One of them was that we were having difficulty getting SNMP from some of our LNSs, which meant some of our monitoring was unavailable. This had left us scratching our heads somewhat as the LNSs were not rebooted or reloaded or anything.
Then, another snag was that today one of our servers that does syslog started to run out of disk. Again, a puzzle. But this was easier to understand just by looking at the logs.
It turns out these are related. We have some debug logs from the LNSs related to setting up PPP sessions and allocation of IP addresses. These are kept for a couple of days to help resolve any connection problems.
One of the things logged is the IPv6 allocation, and this is logged by logging the DHCPv6 request/reply exchange from the customer router. Usually these either happen once after connection or maybe once an hour.
The problem, it seems, is rather odd. Some customers still use the Technicolor ADSL broadband routers that we used to sell from years ago. It seems many of these got upset in a rather odd way after the work on Thursday. We can see no logical reason for this, but they are now in a state where they are on-line and working, but generating approximately 1GB of uplink traffic a day, each, sending DHPCv6 requests! We were logging all of these. It seems the logging may actually have been so much load that it was impacting the SNMP responses.
The fix is rebooting the Technicolor routers, which, thankfully, we can do remotely.
But this gives me a slight insight in to the difficulty of collecting Internet Connection Records.

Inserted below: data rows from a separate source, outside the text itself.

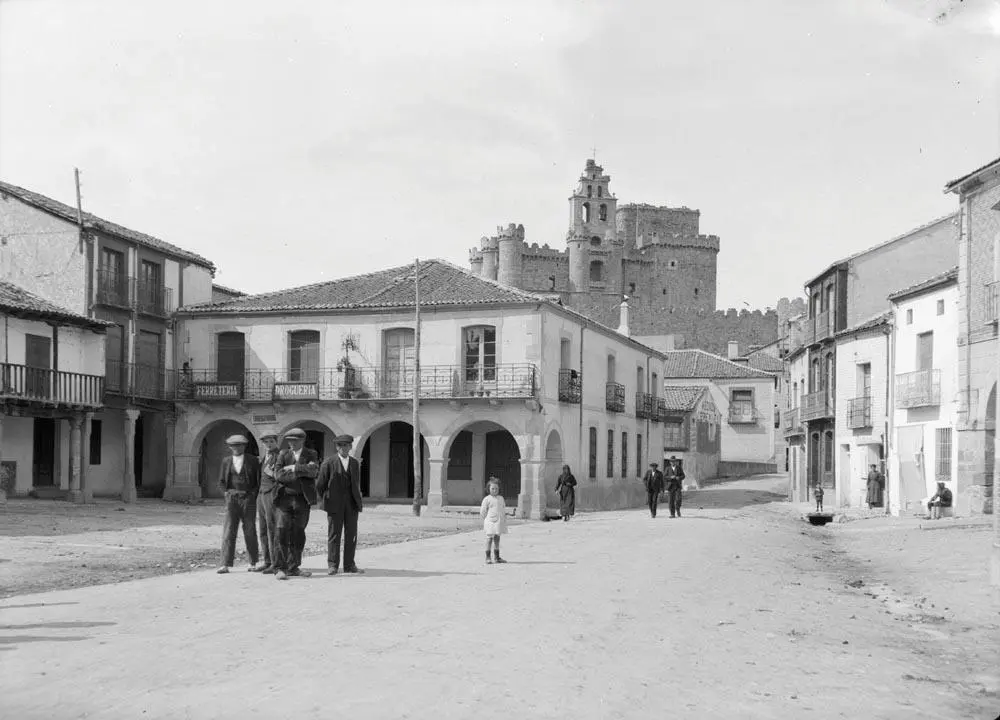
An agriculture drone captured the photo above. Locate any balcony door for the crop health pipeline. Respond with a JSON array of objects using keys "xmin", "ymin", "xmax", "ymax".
[
  {"xmin": 138, "ymin": 260, "xmax": 163, "ymax": 314},
  {"xmin": 463, "ymin": 326, "xmax": 496, "ymax": 386},
  {"xmin": 916, "ymin": 332, "xmax": 934, "ymax": 371},
  {"xmin": 105, "ymin": 324, "xmax": 125, "ymax": 392},
  {"xmin": 289, "ymin": 330, "xmax": 320, "ymax": 383},
  {"xmin": 135, "ymin": 330, "xmax": 162, "ymax": 398},
  {"xmin": 25, "ymin": 334, "xmax": 51, "ymax": 399},
  {"xmin": 383, "ymin": 328, "xmax": 414, "ymax": 398},
  {"xmin": 98, "ymin": 248, "xmax": 126, "ymax": 305},
  {"xmin": 217, "ymin": 332, "xmax": 246, "ymax": 384}
]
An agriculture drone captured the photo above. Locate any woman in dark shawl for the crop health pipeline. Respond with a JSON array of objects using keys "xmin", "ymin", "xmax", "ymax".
[
  {"xmin": 866, "ymin": 464, "xmax": 884, "ymax": 509},
  {"xmin": 555, "ymin": 465, "xmax": 576, "ymax": 521}
]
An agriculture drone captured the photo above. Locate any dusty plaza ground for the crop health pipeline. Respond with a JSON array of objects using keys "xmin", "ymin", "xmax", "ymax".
[{"xmin": 1, "ymin": 476, "xmax": 997, "ymax": 719}]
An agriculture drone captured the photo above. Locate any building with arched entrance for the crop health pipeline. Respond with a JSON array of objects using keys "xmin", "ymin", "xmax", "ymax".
[{"xmin": 167, "ymin": 260, "xmax": 670, "ymax": 518}]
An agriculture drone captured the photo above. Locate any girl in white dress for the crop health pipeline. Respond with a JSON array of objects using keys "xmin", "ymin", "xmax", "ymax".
[{"xmin": 480, "ymin": 477, "xmax": 507, "ymax": 564}]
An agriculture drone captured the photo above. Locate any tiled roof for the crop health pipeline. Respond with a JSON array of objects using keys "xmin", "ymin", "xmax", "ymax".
[
  {"xmin": 945, "ymin": 156, "xmax": 1000, "ymax": 192},
  {"xmin": 834, "ymin": 311, "xmax": 893, "ymax": 339},
  {"xmin": 0, "ymin": 281, "xmax": 111, "ymax": 329},
  {"xmin": 662, "ymin": 385, "xmax": 707, "ymax": 412},
  {"xmin": 180, "ymin": 259, "xmax": 547, "ymax": 314},
  {"xmin": 662, "ymin": 349, "xmax": 774, "ymax": 380},
  {"xmin": 739, "ymin": 352, "xmax": 784, "ymax": 373},
  {"xmin": 0, "ymin": 180, "xmax": 215, "ymax": 271},
  {"xmin": 887, "ymin": 267, "xmax": 959, "ymax": 302},
  {"xmin": 212, "ymin": 283, "xmax": 246, "ymax": 297}
]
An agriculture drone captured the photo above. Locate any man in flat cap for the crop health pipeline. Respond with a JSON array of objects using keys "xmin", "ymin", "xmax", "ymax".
[
  {"xmin": 643, "ymin": 461, "xmax": 664, "ymax": 519},
  {"xmin": 252, "ymin": 432, "xmax": 280, "ymax": 573},
  {"xmin": 317, "ymin": 434, "xmax": 364, "ymax": 574},
  {"xmin": 666, "ymin": 456, "xmax": 685, "ymax": 518},
  {"xmin": 216, "ymin": 434, "xmax": 261, "ymax": 574},
  {"xmin": 273, "ymin": 428, "xmax": 319, "ymax": 580}
]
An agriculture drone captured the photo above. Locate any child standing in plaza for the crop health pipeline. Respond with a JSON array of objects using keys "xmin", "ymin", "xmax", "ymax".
[
  {"xmin": 814, "ymin": 483, "xmax": 825, "ymax": 512},
  {"xmin": 480, "ymin": 477, "xmax": 507, "ymax": 564}
]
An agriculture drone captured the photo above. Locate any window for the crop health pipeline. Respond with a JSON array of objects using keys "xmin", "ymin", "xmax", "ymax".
[
  {"xmin": 582, "ymin": 202, "xmax": 591, "ymax": 223},
  {"xmin": 105, "ymin": 324, "xmax": 125, "ymax": 392},
  {"xmin": 289, "ymin": 330, "xmax": 321, "ymax": 382},
  {"xmin": 587, "ymin": 185, "xmax": 593, "ymax": 198},
  {"xmin": 824, "ymin": 430, "xmax": 834, "ymax": 472},
  {"xmin": 607, "ymin": 354, "xmax": 616, "ymax": 383},
  {"xmin": 599, "ymin": 203, "xmax": 608, "ymax": 221},
  {"xmin": 89, "ymin": 419, "xmax": 102, "ymax": 465},
  {"xmin": 99, "ymin": 248, "xmax": 124, "ymax": 274},
  {"xmin": 664, "ymin": 421, "xmax": 686, "ymax": 449},
  {"xmin": 464, "ymin": 326, "xmax": 496, "ymax": 382},
  {"xmin": 906, "ymin": 308, "xmax": 913, "ymax": 325},
  {"xmin": 590, "ymin": 236, "xmax": 602, "ymax": 247},
  {"xmin": 857, "ymin": 363, "xmax": 871, "ymax": 397},
  {"xmin": 447, "ymin": 431, "xmax": 472, "ymax": 480},
  {"xmin": 140, "ymin": 260, "xmax": 161, "ymax": 289},
  {"xmin": 588, "ymin": 427, "xmax": 597, "ymax": 479},
  {"xmin": 636, "ymin": 433, "xmax": 642, "ymax": 472},
  {"xmin": 651, "ymin": 372, "xmax": 658, "ymax": 394},
  {"xmin": 621, "ymin": 431, "xmax": 628, "ymax": 478},
  {"xmin": 216, "ymin": 331, "xmax": 246, "ymax": 383},
  {"xmin": 916, "ymin": 331, "xmax": 934, "ymax": 371},
  {"xmin": 730, "ymin": 389, "xmax": 754, "ymax": 421},
  {"xmin": 590, "ymin": 260, "xmax": 604, "ymax": 283},
  {"xmin": 694, "ymin": 288, "xmax": 699, "ymax": 298},
  {"xmin": 607, "ymin": 429, "xmax": 615, "ymax": 478},
  {"xmin": 597, "ymin": 186, "xmax": 603, "ymax": 198},
  {"xmin": 98, "ymin": 248, "xmax": 126, "ymax": 304},
  {"xmin": 636, "ymin": 366, "xmax": 644, "ymax": 394},
  {"xmin": 935, "ymin": 427, "xmax": 952, "ymax": 482},
  {"xmin": 936, "ymin": 299, "xmax": 945, "ymax": 316}
]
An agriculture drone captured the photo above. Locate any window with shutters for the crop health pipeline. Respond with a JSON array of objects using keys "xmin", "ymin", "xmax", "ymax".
[
  {"xmin": 588, "ymin": 427, "xmax": 597, "ymax": 479},
  {"xmin": 621, "ymin": 431, "xmax": 628, "ymax": 478},
  {"xmin": 935, "ymin": 427, "xmax": 952, "ymax": 482},
  {"xmin": 463, "ymin": 326, "xmax": 496, "ymax": 383},
  {"xmin": 289, "ymin": 330, "xmax": 321, "ymax": 382},
  {"xmin": 606, "ymin": 429, "xmax": 614, "ymax": 478}
]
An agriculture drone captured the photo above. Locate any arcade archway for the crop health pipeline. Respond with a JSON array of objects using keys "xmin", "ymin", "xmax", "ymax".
[
  {"xmin": 277, "ymin": 420, "xmax": 339, "ymax": 462},
  {"xmin": 444, "ymin": 421, "xmax": 521, "ymax": 506},
  {"xmin": 195, "ymin": 419, "xmax": 258, "ymax": 499},
  {"xmin": 357, "ymin": 421, "xmax": 430, "ymax": 500}
]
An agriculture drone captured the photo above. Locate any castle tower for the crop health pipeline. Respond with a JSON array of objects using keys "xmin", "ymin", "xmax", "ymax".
[
  {"xmin": 567, "ymin": 158, "xmax": 619, "ymax": 293},
  {"xmin": 480, "ymin": 235, "xmax": 498, "ymax": 281},
  {"xmin": 496, "ymin": 223, "xmax": 525, "ymax": 288},
  {"xmin": 469, "ymin": 247, "xmax": 484, "ymax": 276}
]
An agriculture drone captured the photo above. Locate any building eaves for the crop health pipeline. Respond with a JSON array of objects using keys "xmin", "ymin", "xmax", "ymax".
[
  {"xmin": 944, "ymin": 156, "xmax": 1000, "ymax": 194},
  {"xmin": 663, "ymin": 349, "xmax": 775, "ymax": 380},
  {"xmin": 834, "ymin": 311, "xmax": 892, "ymax": 340},
  {"xmin": 887, "ymin": 267, "xmax": 959, "ymax": 303},
  {"xmin": 661, "ymin": 385, "xmax": 707, "ymax": 412},
  {"xmin": 212, "ymin": 283, "xmax": 246, "ymax": 297},
  {"xmin": 0, "ymin": 281, "xmax": 112, "ymax": 331}
]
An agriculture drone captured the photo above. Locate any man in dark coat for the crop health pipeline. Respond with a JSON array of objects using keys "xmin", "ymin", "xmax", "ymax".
[
  {"xmin": 316, "ymin": 434, "xmax": 364, "ymax": 575},
  {"xmin": 666, "ymin": 456, "xmax": 685, "ymax": 518},
  {"xmin": 273, "ymin": 427, "xmax": 319, "ymax": 580},
  {"xmin": 927, "ymin": 481, "xmax": 953, "ymax": 520},
  {"xmin": 643, "ymin": 462, "xmax": 664, "ymax": 518},
  {"xmin": 216, "ymin": 434, "xmax": 261, "ymax": 574},
  {"xmin": 252, "ymin": 432, "xmax": 280, "ymax": 573},
  {"xmin": 866, "ymin": 464, "xmax": 885, "ymax": 509}
]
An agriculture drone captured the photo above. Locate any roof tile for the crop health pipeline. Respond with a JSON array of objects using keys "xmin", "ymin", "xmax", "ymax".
[
  {"xmin": 662, "ymin": 385, "xmax": 707, "ymax": 412},
  {"xmin": 0, "ymin": 281, "xmax": 110, "ymax": 329},
  {"xmin": 663, "ymin": 349, "xmax": 775, "ymax": 379}
]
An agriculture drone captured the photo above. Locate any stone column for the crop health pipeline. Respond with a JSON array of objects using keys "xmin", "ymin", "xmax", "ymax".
[
  {"xmin": 81, "ymin": 412, "xmax": 94, "ymax": 503},
  {"xmin": 122, "ymin": 408, "xmax": 139, "ymax": 503},
  {"xmin": 426, "ymin": 458, "xmax": 448, "ymax": 513},
  {"xmin": 68, "ymin": 413, "xmax": 84, "ymax": 503},
  {"xmin": 519, "ymin": 459, "xmax": 544, "ymax": 520},
  {"xmin": 164, "ymin": 412, "xmax": 177, "ymax": 491},
  {"xmin": 165, "ymin": 455, "xmax": 203, "ymax": 502}
]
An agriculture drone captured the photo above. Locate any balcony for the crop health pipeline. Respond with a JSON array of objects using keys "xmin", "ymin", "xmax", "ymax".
[
  {"xmin": 812, "ymin": 310, "xmax": 832, "ymax": 343},
  {"xmin": 96, "ymin": 269, "xmax": 130, "ymax": 308},
  {"xmin": 782, "ymin": 407, "xmax": 804, "ymax": 436},
  {"xmin": 0, "ymin": 362, "xmax": 104, "ymax": 408},
  {"xmin": 175, "ymin": 364, "xmax": 537, "ymax": 402},
  {"xmin": 635, "ymin": 392, "xmax": 656, "ymax": 419},
  {"xmin": 801, "ymin": 389, "xmax": 834, "ymax": 421},
  {"xmin": 895, "ymin": 369, "xmax": 941, "ymax": 409},
  {"xmin": 727, "ymin": 403, "xmax": 759, "ymax": 425},
  {"xmin": 605, "ymin": 382, "xmax": 625, "ymax": 413},
  {"xmin": 94, "ymin": 270, "xmax": 173, "ymax": 317},
  {"xmin": 106, "ymin": 360, "xmax": 173, "ymax": 400},
  {"xmin": 987, "ymin": 281, "xmax": 999, "ymax": 324},
  {"xmin": 136, "ymin": 278, "xmax": 173, "ymax": 317},
  {"xmin": 653, "ymin": 397, "xmax": 666, "ymax": 423},
  {"xmin": 847, "ymin": 395, "xmax": 872, "ymax": 429},
  {"xmin": 558, "ymin": 368, "xmax": 582, "ymax": 404}
]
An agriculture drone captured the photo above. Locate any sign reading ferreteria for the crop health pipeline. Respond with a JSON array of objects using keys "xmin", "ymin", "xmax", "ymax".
[
  {"xmin": 193, "ymin": 382, "xmax": 241, "ymax": 400},
  {"xmin": 272, "ymin": 382, "xmax": 319, "ymax": 400}
]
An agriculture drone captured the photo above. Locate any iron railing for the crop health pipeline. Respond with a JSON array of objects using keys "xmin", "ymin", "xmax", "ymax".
[
  {"xmin": 136, "ymin": 278, "xmax": 173, "ymax": 317},
  {"xmin": 782, "ymin": 407, "xmax": 804, "ymax": 436},
  {"xmin": 558, "ymin": 368, "xmax": 582, "ymax": 403},
  {"xmin": 94, "ymin": 270, "xmax": 173, "ymax": 316},
  {"xmin": 847, "ymin": 395, "xmax": 872, "ymax": 429},
  {"xmin": 801, "ymin": 389, "xmax": 834, "ymax": 421},
  {"xmin": 106, "ymin": 360, "xmax": 173, "ymax": 400},
  {"xmin": 176, "ymin": 364, "xmax": 538, "ymax": 402},
  {"xmin": 605, "ymin": 382, "xmax": 625, "ymax": 413},
  {"xmin": 813, "ymin": 310, "xmax": 832, "ymax": 343},
  {"xmin": 635, "ymin": 392, "xmax": 656, "ymax": 420},
  {"xmin": 727, "ymin": 404, "xmax": 759, "ymax": 424},
  {"xmin": 987, "ymin": 281, "xmax": 999, "ymax": 324},
  {"xmin": 895, "ymin": 369, "xmax": 941, "ymax": 409},
  {"xmin": 96, "ymin": 268, "xmax": 130, "ymax": 308},
  {"xmin": 653, "ymin": 397, "xmax": 666, "ymax": 423},
  {"xmin": 0, "ymin": 362, "xmax": 104, "ymax": 407}
]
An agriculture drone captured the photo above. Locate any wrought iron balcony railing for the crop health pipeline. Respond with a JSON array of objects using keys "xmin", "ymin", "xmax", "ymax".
[
  {"xmin": 812, "ymin": 310, "xmax": 833, "ymax": 343},
  {"xmin": 847, "ymin": 395, "xmax": 872, "ymax": 429},
  {"xmin": 96, "ymin": 268, "xmax": 130, "ymax": 308},
  {"xmin": 653, "ymin": 397, "xmax": 666, "ymax": 423},
  {"xmin": 895, "ymin": 369, "xmax": 941, "ymax": 409},
  {"xmin": 605, "ymin": 382, "xmax": 625, "ymax": 413},
  {"xmin": 727, "ymin": 404, "xmax": 759, "ymax": 425},
  {"xmin": 136, "ymin": 278, "xmax": 173, "ymax": 317},
  {"xmin": 0, "ymin": 362, "xmax": 104, "ymax": 407},
  {"xmin": 105, "ymin": 360, "xmax": 174, "ymax": 400},
  {"xmin": 558, "ymin": 368, "xmax": 582, "ymax": 403},
  {"xmin": 782, "ymin": 407, "xmax": 804, "ymax": 436},
  {"xmin": 635, "ymin": 392, "xmax": 656, "ymax": 420},
  {"xmin": 176, "ymin": 364, "xmax": 537, "ymax": 402},
  {"xmin": 801, "ymin": 390, "xmax": 834, "ymax": 421},
  {"xmin": 987, "ymin": 281, "xmax": 999, "ymax": 324},
  {"xmin": 94, "ymin": 269, "xmax": 173, "ymax": 317}
]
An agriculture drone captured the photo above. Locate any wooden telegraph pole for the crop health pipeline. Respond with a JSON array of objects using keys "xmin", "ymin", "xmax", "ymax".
[{"xmin": 412, "ymin": 258, "xmax": 422, "ymax": 517}]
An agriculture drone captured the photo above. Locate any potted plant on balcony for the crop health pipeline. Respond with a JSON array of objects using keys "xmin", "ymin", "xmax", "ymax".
[{"xmin": 336, "ymin": 333, "xmax": 363, "ymax": 398}]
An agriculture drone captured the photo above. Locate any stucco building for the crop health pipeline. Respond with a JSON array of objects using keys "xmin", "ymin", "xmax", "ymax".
[
  {"xmin": 660, "ymin": 385, "xmax": 721, "ymax": 487},
  {"xmin": 170, "ymin": 260, "xmax": 668, "ymax": 518}
]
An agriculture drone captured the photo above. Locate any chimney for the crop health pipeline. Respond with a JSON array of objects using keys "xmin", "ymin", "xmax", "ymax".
[
  {"xmin": 617, "ymin": 298, "xmax": 630, "ymax": 337},
  {"xmin": 727, "ymin": 340, "xmax": 739, "ymax": 360}
]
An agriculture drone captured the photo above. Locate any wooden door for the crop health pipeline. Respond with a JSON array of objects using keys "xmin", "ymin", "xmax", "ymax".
[
  {"xmin": 916, "ymin": 332, "xmax": 934, "ymax": 371},
  {"xmin": 135, "ymin": 330, "xmax": 162, "ymax": 398},
  {"xmin": 32, "ymin": 418, "xmax": 56, "ymax": 486},
  {"xmin": 485, "ymin": 430, "xmax": 520, "ymax": 505},
  {"xmin": 25, "ymin": 334, "xmax": 51, "ymax": 399},
  {"xmin": 383, "ymin": 329, "xmax": 414, "ymax": 398},
  {"xmin": 216, "ymin": 332, "xmax": 245, "ymax": 383}
]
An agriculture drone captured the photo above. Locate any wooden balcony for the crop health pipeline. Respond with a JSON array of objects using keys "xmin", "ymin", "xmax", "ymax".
[
  {"xmin": 895, "ymin": 369, "xmax": 941, "ymax": 409},
  {"xmin": 176, "ymin": 364, "xmax": 537, "ymax": 402},
  {"xmin": 635, "ymin": 392, "xmax": 656, "ymax": 420},
  {"xmin": 653, "ymin": 397, "xmax": 666, "ymax": 423},
  {"xmin": 782, "ymin": 407, "xmax": 804, "ymax": 437},
  {"xmin": 727, "ymin": 404, "xmax": 759, "ymax": 425},
  {"xmin": 105, "ymin": 360, "xmax": 173, "ymax": 400},
  {"xmin": 605, "ymin": 382, "xmax": 625, "ymax": 413},
  {"xmin": 847, "ymin": 395, "xmax": 872, "ymax": 429},
  {"xmin": 0, "ymin": 362, "xmax": 104, "ymax": 408},
  {"xmin": 801, "ymin": 390, "xmax": 834, "ymax": 421},
  {"xmin": 558, "ymin": 368, "xmax": 581, "ymax": 403}
]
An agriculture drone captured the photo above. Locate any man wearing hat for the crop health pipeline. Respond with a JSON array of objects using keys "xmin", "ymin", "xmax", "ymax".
[
  {"xmin": 642, "ymin": 461, "xmax": 664, "ymax": 518},
  {"xmin": 316, "ymin": 434, "xmax": 364, "ymax": 574},
  {"xmin": 253, "ymin": 432, "xmax": 281, "ymax": 573},
  {"xmin": 666, "ymin": 456, "xmax": 686, "ymax": 518},
  {"xmin": 272, "ymin": 428, "xmax": 319, "ymax": 580},
  {"xmin": 216, "ymin": 434, "xmax": 261, "ymax": 574}
]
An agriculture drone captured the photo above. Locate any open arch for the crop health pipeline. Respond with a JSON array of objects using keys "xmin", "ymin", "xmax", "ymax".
[
  {"xmin": 986, "ymin": 383, "xmax": 996, "ymax": 486},
  {"xmin": 582, "ymin": 202, "xmax": 591, "ymax": 223},
  {"xmin": 544, "ymin": 429, "xmax": 564, "ymax": 510},
  {"xmin": 357, "ymin": 421, "xmax": 429, "ymax": 501},
  {"xmin": 444, "ymin": 420, "xmax": 521, "ymax": 506},
  {"xmin": 194, "ymin": 419, "xmax": 259, "ymax": 499},
  {"xmin": 277, "ymin": 419, "xmax": 340, "ymax": 462}
]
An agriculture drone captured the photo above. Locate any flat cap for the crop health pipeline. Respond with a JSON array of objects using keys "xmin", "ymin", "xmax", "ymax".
[
  {"xmin": 259, "ymin": 432, "xmax": 278, "ymax": 441},
  {"xmin": 334, "ymin": 434, "xmax": 354, "ymax": 445},
  {"xmin": 283, "ymin": 427, "xmax": 306, "ymax": 440},
  {"xmin": 226, "ymin": 434, "xmax": 248, "ymax": 445}
]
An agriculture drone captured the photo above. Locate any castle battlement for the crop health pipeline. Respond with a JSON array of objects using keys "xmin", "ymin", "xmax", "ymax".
[{"xmin": 523, "ymin": 243, "xmax": 567, "ymax": 259}]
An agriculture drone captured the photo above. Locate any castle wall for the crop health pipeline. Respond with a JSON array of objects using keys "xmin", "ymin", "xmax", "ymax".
[
  {"xmin": 617, "ymin": 205, "xmax": 701, "ymax": 253},
  {"xmin": 623, "ymin": 243, "xmax": 718, "ymax": 312},
  {"xmin": 520, "ymin": 249, "xmax": 570, "ymax": 292}
]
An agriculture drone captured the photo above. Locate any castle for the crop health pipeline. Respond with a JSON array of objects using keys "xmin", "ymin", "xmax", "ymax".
[{"xmin": 468, "ymin": 158, "xmax": 800, "ymax": 356}]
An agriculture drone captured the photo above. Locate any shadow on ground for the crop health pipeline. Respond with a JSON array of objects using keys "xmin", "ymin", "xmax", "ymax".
[
  {"xmin": 683, "ymin": 486, "xmax": 788, "ymax": 511},
  {"xmin": 314, "ymin": 568, "xmax": 479, "ymax": 579}
]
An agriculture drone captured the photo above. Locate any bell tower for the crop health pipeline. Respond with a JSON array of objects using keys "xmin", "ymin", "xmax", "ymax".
[{"xmin": 567, "ymin": 158, "xmax": 619, "ymax": 292}]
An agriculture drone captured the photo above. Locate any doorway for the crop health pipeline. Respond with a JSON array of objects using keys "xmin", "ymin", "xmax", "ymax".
[
  {"xmin": 25, "ymin": 334, "xmax": 52, "ymax": 399},
  {"xmin": 388, "ymin": 421, "xmax": 420, "ymax": 498},
  {"xmin": 305, "ymin": 429, "xmax": 325, "ymax": 462},
  {"xmin": 485, "ymin": 430, "xmax": 521, "ymax": 505},
  {"xmin": 32, "ymin": 418, "xmax": 56, "ymax": 486}
]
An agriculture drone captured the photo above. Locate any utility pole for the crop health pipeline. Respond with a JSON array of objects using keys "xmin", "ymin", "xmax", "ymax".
[{"xmin": 412, "ymin": 258, "xmax": 422, "ymax": 517}]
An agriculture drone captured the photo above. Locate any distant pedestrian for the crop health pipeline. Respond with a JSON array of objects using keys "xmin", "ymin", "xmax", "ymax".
[
  {"xmin": 866, "ymin": 464, "xmax": 884, "ymax": 509},
  {"xmin": 216, "ymin": 434, "xmax": 261, "ymax": 574},
  {"xmin": 481, "ymin": 477, "xmax": 507, "ymax": 564},
  {"xmin": 643, "ymin": 462, "xmax": 664, "ymax": 518},
  {"xmin": 273, "ymin": 428, "xmax": 319, "ymax": 581},
  {"xmin": 814, "ymin": 483, "xmax": 824, "ymax": 512},
  {"xmin": 927, "ymin": 481, "xmax": 953, "ymax": 520},
  {"xmin": 252, "ymin": 432, "xmax": 280, "ymax": 573},
  {"xmin": 665, "ymin": 456, "xmax": 685, "ymax": 518},
  {"xmin": 316, "ymin": 434, "xmax": 364, "ymax": 575},
  {"xmin": 555, "ymin": 465, "xmax": 577, "ymax": 521}
]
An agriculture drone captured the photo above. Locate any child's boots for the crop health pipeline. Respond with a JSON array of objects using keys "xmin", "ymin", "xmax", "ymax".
[
  {"xmin": 485, "ymin": 551, "xmax": 493, "ymax": 564},
  {"xmin": 493, "ymin": 550, "xmax": 506, "ymax": 564}
]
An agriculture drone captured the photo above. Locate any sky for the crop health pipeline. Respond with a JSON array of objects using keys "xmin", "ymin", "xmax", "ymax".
[{"xmin": 1, "ymin": 0, "xmax": 999, "ymax": 311}]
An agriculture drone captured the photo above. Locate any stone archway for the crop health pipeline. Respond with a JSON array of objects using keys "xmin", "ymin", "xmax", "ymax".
[
  {"xmin": 444, "ymin": 420, "xmax": 522, "ymax": 506},
  {"xmin": 356, "ymin": 421, "xmax": 430, "ymax": 501},
  {"xmin": 194, "ymin": 419, "xmax": 258, "ymax": 499},
  {"xmin": 277, "ymin": 419, "xmax": 340, "ymax": 463}
]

Each of these DHCPv6 exchanges would be something that might well be logged as an ICR.
In practice, just trying to log this one type of packet we could not keep up - the log file was only 16GB (158 million entries) since 4am today. Looking at the traffic levels, that is a tiny fraction of the number of requests being sent by these routers. Our LNS logging system has built in limiting to try and avoid overloading things, and it was being pushed to the limits.
If we had to log every session (TCP/UDP/SCTP/IPSEC/ICMP, etc) there is just no way any of our existing kit could keep up. Of course it wasn't designed to! It was designed to shift packets quickly and provide Internet access to our customers, not snoop on anybody.
This also highlights the issue with any deliberate generation of ICRs by s/w on customer networks. It is easy with relatively low levels of traffic to cause a lot of ICRs to be created, if the #IPBill passes.